Road to the Summit: Perception versus reality of Los Angeles economy

150 150 Matthew Grant Anson

Forum attendees in a workgroup at the L.A. regional economic forum discuss how to get more capital available for small businesses. (Photo Credit: John Guenther)

If there was one recurring theme from Thursday’s Los Angeles Regional Economic Forum, it was that things aren’t as bad as they seem. There’s much more to the L.A. economy than meets the eye, and the perception of negativity doesn’t quite mesh with reality.

The question for attendees at the forum, held at the University of Southern California and hosted by the LAEDC, was how the region and the state can capitalize on their strengths and be more aggressive in taking this bull of an economy by the horns.

“The state has been allowing innovation to happen organically, and if they continue to do so, we will fall behind states like Colorado who are allocating significant funding to things,” said James Watson, CEO and President of California Technology Manufacturing Consulting (CMTC). “We must invest in the infrastructure of innovation. My recommendation is for the state to get in the innovation business.”

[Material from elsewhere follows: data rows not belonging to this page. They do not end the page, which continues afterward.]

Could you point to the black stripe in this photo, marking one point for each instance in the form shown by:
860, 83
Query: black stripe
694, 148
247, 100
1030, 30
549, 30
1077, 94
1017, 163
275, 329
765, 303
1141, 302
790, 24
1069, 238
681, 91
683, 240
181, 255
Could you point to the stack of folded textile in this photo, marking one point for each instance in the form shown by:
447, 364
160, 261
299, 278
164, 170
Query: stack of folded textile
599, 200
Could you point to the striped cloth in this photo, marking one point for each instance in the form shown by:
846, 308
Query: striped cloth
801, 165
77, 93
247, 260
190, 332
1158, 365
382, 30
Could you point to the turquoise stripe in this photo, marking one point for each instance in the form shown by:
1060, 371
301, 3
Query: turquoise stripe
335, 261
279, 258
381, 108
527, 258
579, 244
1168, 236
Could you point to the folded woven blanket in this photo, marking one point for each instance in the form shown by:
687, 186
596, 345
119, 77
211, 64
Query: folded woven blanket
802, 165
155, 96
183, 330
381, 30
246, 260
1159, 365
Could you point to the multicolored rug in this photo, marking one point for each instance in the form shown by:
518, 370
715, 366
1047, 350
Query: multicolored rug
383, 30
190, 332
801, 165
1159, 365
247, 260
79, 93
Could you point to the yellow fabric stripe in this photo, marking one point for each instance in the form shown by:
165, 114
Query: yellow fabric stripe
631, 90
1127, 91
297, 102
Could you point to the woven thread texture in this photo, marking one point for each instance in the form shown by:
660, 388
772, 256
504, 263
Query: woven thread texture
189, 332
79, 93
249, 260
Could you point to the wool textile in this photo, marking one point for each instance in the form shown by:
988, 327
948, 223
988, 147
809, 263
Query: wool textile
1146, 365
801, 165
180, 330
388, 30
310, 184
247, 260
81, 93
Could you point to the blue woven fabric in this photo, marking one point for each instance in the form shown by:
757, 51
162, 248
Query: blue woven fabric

The state, and the L.A. region in particular, might want to get in that business quickly. Unemployment in California is at 9.7 percent, but, in Los Angeles County, the rate is still in double figures at 10.2 percent. Perhaps most troubling of all is the 42 percent of the county that is living in poverty.

But things aren’t nearly as bad as they seem, says Zack Zolan. Zolan, co-founder and managing partner of digital product design firm Wilshire Axon, stressed just how different the public perception of Los Angeles differs from the reality. According to Zolan, Los Angeles is perceived as the most unsafe city out of 34 U.S. cities in a recent poll. But the statistics say otherwise: LA is actually the second safest city from the same group. Additionally, LA was perceived as the city with the least access to public transportation out of 35 cities, but the reality is it actually has the most access.

The city has the largest port complex in the Western Hemisphere, has the most people with PhD’s per capita, and graduates more engineering students that any other city in America from its universities. The engineering graduation stat represents what should be a huge strength for the region, but there’s a problem.

“Fifty percent leave the day after they graduate,” Zolan said. “While we’re doing big innovation for Fortune 500 companies around the globe, outside of Los Angeles we are viewed as anything but an innovative city.”

Part of changing the perception and reality of L.A.’s economy is better preparing its workforce, and for David Rattray of UNITE-LA, that work begins early. “Our view of workforce begins at birth,” Rattray said. “I think the K-12 world is back in the game in understanding that the world has passed us up.”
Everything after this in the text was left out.